FIREWATCH: Bivouac Coach Gary Payton challenges foul by Corey Brewer on Rashard Lewis. Lewis makes a nice take but blows the layup, NO BASKET.
Game 6: Ghost Ballers Defeat Aliens
The Ghost Ballers improved to 2-0, and they looked better than they did in their Week 1 win against 3’s Company. They managed to hit some outside shots early to keep the defense stretched, they played with a lot of energy, and were able to throw their weight around against an undersized Aliens team. I’d still like to see Chris Johnson commit himself to punishing mismatches inside instead of floating to the perimeter, but he does seem more comfortable when he’s facing the basket. He had a great all-around game on Saturday, finishing with a team-high 17 points on 6-7 shooting from the field and 3-3 shooting from three-point range. He’s as talented a player as you’ll find in this league – if he could find a way to consistently assert himself on offense, he’d be an MVP candidate.
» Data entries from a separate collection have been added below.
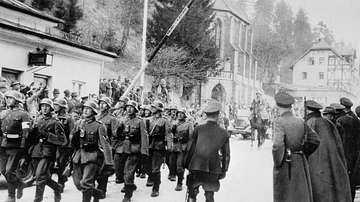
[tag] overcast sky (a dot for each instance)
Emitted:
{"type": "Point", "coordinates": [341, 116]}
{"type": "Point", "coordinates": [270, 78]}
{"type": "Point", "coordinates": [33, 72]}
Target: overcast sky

The Aliens remained a bit too perimeter-dependent, and Dusan Bulut remains mired in an early-season slump. Through the first two weeks, he’s shot 8-29 from the field and 0-6 from three-point range. He’s been one of the league’s best shooters since he joined the BIG3, so expect him to turn that around sooner rather than later. I did like that Janis Timma was more willing to venture inside the arc than he was in Week 1, as he made all 5 of the shots he took inside the arc. However, he went 3-10 from beyond the arc, and Aliens are still giving away too many possessions when he fires a quick-trigger 3 off a defensive rebound. Finally, Tomislav Ivosev is still having a hard time figuring out how to use his size inside, and finished just 3-10 from the field.
Rick Mahorn’s team competed well and did a good job of controlling the boards, but an impressive 7-13 performance from beyond the arc was enough for the Ghost Ballers to overcome the Aliens’ sputtering offense.
There was a massive play down the stretch. With the score tied at 39, Bulut beat Darnell Jackson clean on a behind-the-back dribble, but lost the ball on what replay proved was a clear trip by Jackson. The Ghost Ballers immediately got a layup off the turnover, and stretched their lead to 4 after Bulut picked up a tech arguing the play. The Aliens never really seemed to get back in it after that, and Jonathon Simmons hit a wide-open three a bit later to give the Ghost Ballers a 51-43 win.
With the score 22-21 Aliens, Aliens Coach Rick Mahorn challenged a foul by Janis Timma on Chris Johnson. Johnson made a nice turnaround pull-up in the lane, BASKET GOOD.
With the score 30-29 Aliens, Ghost Ballers Coach George Gervin challenged a foul by Mike Taylor on Tomislav Ivosev. Taylor stayed in front of Ivosev, and Ivosev missed a lefty layup badly. NO BASKET.
There you have it – after two absolutely wild weeks of BIG3 action, only two undefeated teams remain. Make sure to tune in on Sunday, July 9th for Week 3 of the Summer of Fire.